Kelly, Brianne, Mtiti, Emmanuel, McIntyre, Peter B., Vadeboncoeur, Yvonne
Environmental management 2017 v.59 no.2 pp. 264-273
agricultural land, aquatic environment, human health, human population, lakes, land use, monitoring, nitrogen, nutrient content, plate count, pollution load, population density, population size, rural areas, sanitation, shorelines, snails, space and time, stable isotopes, surface water, tissues, vegetation, villages, watersheds, Lake Tanganyika, Tanzania
Access to safe water is an ongoing challenge in rural areas in Tanzania where communities often lack access to improved sanitation. Methods to detect contamination of surface water bodies, such as monitoring nutrient concentrations and bacterial counts, are time consuming and results can be highly variable in space and time. On the northeast shore of Lake Tanganyika, Tanzania, the low population density coupled with the high potential for dilution in the lake necessitates the development of a sensitive method for detecting contamination in order to avoid human health concerns. We investigated the potential use of nitrogen and carbon stable isotopes of snail tissues to detect anthropogenic nutrient loading along the northeast shore of Lake Tanganyika. δ¹⁵N of snails was positively related to human population size in the nearest village, but only for villages with >4000 inhabitants.
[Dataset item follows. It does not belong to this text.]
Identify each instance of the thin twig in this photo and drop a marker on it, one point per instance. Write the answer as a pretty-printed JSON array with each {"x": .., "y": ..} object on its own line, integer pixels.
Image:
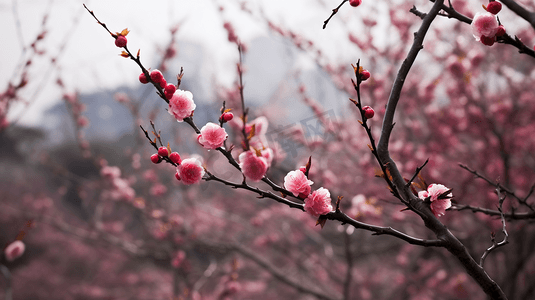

The areal footprint of villages within their watershed was also significantly correlated with snail δ¹⁵N, while agricultural land use and natural vegetation were not. Dissolved nutrient concentrations were not significantly different between village and reference sites. Our results indicate that nitrogen isotopes provide a sensitive index of local nutrient loading that can be used to monitor contamination of oligotrophic aquatic environments with low surrounding population densities.